II. Gegen diese Entscheidung hat die Beschwerdeführerin am 31. März 1989 mit gleichzeitiger Entrichtung der vorgeschriebenen Gebühr Beschwerde erhoben und dazu am 5. Juni 1989 eine Begründung eingereicht. Hilfsweise wurde eine mündliche Verhandlung beantragt.
III. Während der mündlichen Verhandlung, die am 28. Juli 1992 stattfand, beantragte die Beschwerdeführerin, die Zurückweisungsentscheidung aufzuheben und ein Patent aufgrund folgender Unterlagen zu erteilen:
Anspruch 1: wie ursprünglich eingereicht mit dem Alternativmerkmal "oder eines inerten Gases";
Anspruch 2: eingereicht mit der Beschwerdebegründung am 5. Juni 1989;
Beschreibung: wie ursprünglich eingereicht;
Zeichnung: wie ursprünglich eingereicht.
IV. Die gültigen Ansprüche lauten wie folgt:
"1. Verfahren zur Beseitigung der Bugmarkierung bei Maschenware in Schlauchform während der kontinuierlichen Einfärbung und anschließenden Fixierung der aufgebrachten Farbstoffe, dadurch gekennzeichnet, daß die Maschenware während des Fixierens der aufgebrachten Farbstoffe mindestens einmal mittels Wasserdampf oder eines inerten Gases ballonförmig aufgeblasen und wieder flachgelegt wird."
"2. Vorrichtung zur Durchführung des Verfahrens gemäß Anspruch 1, bestehend aus einem Dämpfer (4) mit mindestens einem Tauchtrog (5) für die Vorhaltung der Fixierchemikalien und Umlenkrollen (11) für die Führung der Maschenware in Schlauchform (5), dadurch gekennzeichnet, daß zwischen Tauchtrog (5) und den Umlenkrollen (11) mindestens eine Düse (6) für Wasserdampf oder ein inertes Gas zum Aufblasen der Maschenware angeordnet ist."
V. Zugunsten der Patentfähigkeit des Gegenstands von Anspruch 1 trug die Beschwerdeführerin vor, das Verfahren, dessen Neuheit von der Prüfungsabteilung nicht in Frage gestellt worden sei, sei erfinderisch aus folgenden Gründen:
- Bis zum Anfang der achtziger Jahre seien schlauchförmige Maschenwaren meistens durch das Kaltverweilverfahren gefärbt worden. Um diese Zeit sei ein kontinuierliches Verfahren angestrebt worden, aber dies sei nicht möglich gewesen, weil Bugmarkierungen während der Fixierungsphase an den Bugkanten aufgetreten seien, d. h. dort wo die Schlauchware während des Foulardierens mehr als der Rest der Ware gequetscht wurde.

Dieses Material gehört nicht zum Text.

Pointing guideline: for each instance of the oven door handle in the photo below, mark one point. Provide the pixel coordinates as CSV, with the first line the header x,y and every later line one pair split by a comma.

- Trotz der Tatsache, daß mehrere Firmen sich gleichzeitig um die Lösung dieses Problem gekümmert hätten, sei es nur mit dem anmeldungsgemäßen Verfahren der Beschwerdeführerin gelungen, die schlauchförmige Ware kontinuierlich zu färben und zu fixieren, ohne daß Bugmarkierungen in dem fertigen Produkt sichtbar seien.
- Aus einem kurz vor dem Anmeldetag veröffentlichten Artikel eines anerkannten Fachmannes gehe hervor, daß es noch niemandem gelungen sei, Bugmarkierungen zu beseitigen und daß eine bugmarkierungsfreie Arbeitsweise bei der kontinuierlichen Färbetechnik für Maschenware in Schlauchform offensichtlich nicht zu verwirklichen sei.
1. Neuheit
Keine der genannten Entgegenhaltungen betrifft ein kontinuierliches Färbeverfahren zum Färben von Maschenware in Schlauchform.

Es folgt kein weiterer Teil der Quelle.